House OKs Minimum Pay Increase BillMay 17, 2019
I am proud to announce that last week, the House passed HB 5004, An Act Increasing the Fair Minimum Wage. Under this bill, the minimum wage will increase to $11 an hour in October 2019, $12 an hour in 2020, $13 an hour in 2021, $14 an hour in 2022, and $15 an hour in 2023.
This passed only after 15 hours of debate. Yes, there was opposition, but I was proud to cast my vote in favor of this bill in order to help working families in New Haven and across the state of Connecticut. I am proud to push for fairer access to economic freedom. Fifteen dollars an hour is not even a livable wage in Connecticut, but gets us one step closer. Please watch my comments on the floor in the video below. I call for compassion, understanding, and humanity from my colleagues. We need these if we really mean we are here to serve the residents of this state.

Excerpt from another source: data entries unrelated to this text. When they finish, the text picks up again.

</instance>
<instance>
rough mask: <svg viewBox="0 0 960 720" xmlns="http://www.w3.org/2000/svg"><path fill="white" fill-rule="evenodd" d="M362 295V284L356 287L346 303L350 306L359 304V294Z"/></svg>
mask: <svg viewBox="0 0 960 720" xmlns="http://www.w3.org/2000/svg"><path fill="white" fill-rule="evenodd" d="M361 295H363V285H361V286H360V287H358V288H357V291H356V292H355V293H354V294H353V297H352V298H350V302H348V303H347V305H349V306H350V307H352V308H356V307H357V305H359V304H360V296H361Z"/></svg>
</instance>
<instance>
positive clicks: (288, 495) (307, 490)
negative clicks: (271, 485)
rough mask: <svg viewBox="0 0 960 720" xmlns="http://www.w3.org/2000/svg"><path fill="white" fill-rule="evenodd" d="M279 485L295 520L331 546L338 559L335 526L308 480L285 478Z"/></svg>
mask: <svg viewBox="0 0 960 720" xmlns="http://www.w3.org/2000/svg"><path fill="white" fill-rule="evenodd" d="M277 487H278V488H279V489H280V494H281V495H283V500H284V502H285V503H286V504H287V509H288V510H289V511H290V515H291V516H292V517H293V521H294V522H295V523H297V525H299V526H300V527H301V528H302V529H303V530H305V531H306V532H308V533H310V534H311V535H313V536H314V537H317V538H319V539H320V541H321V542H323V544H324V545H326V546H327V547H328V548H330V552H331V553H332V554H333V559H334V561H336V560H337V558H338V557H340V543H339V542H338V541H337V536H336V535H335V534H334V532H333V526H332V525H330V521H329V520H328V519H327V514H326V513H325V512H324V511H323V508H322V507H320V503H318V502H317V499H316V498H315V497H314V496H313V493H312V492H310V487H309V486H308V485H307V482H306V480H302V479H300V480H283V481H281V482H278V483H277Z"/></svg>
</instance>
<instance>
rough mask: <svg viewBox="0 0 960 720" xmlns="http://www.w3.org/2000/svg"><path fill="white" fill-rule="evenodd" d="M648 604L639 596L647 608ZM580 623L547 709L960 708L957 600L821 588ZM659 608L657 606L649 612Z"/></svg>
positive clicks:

It was five years ago in March that Connecticut passed a $10.10 hourly minimum wage to take effect by 2017. At the time, the current minimum wage was good compared to other states, but since then the pay for our private-sector workers has significantly lagged behind our neighboring states; Maine, Massachusetts, New York, Rhode Island and Vermont all have higher minimum wages than Connecticut.
Raising the minimum wage is going to benefit hundreds of thousands of people in Connecticut, especially people of color and working mothers. Through 2023, the pay increases going into the pocket of a full-time worker total more than $10,000.
That extra disposable income for each low-wage worker will go right back into the local and state economies, benefiting our communities and local businesses and producing more revenue for the state. A higher wage also will bring more dignity into the workplace. In the end, all of Connecticut will benefit.
To get this important legislation passed, however, my colleagues and I had to make some tough compromises – for now, that is.
The bill carves out a slightly lower wage for 16- and 17-year-old youths for the first 90 days of employment. After 90 days their wages would jump to minimum wage. In addition, the wages for workers who receive tips in bars and restaurants will not change, but the bill does require that we study the wages of tip earners to address concerns related to wage equity.
I’m thrilled about what we’ve been able to achieve but our work is not over. Next year we will continue to fight for wage increases for tip earners. More than 50 percent of these workers are women, who are Latinas, African Americans, moms and heads of households.
This disproportionate impact on gender and also people of color is killing the economy and causing undue hardship on working families. And you can rest assured that I'll continue to fight until we make it right.
The bill also passed the State Senate last night. Now, it goes to Governor Lamont's desk for approval.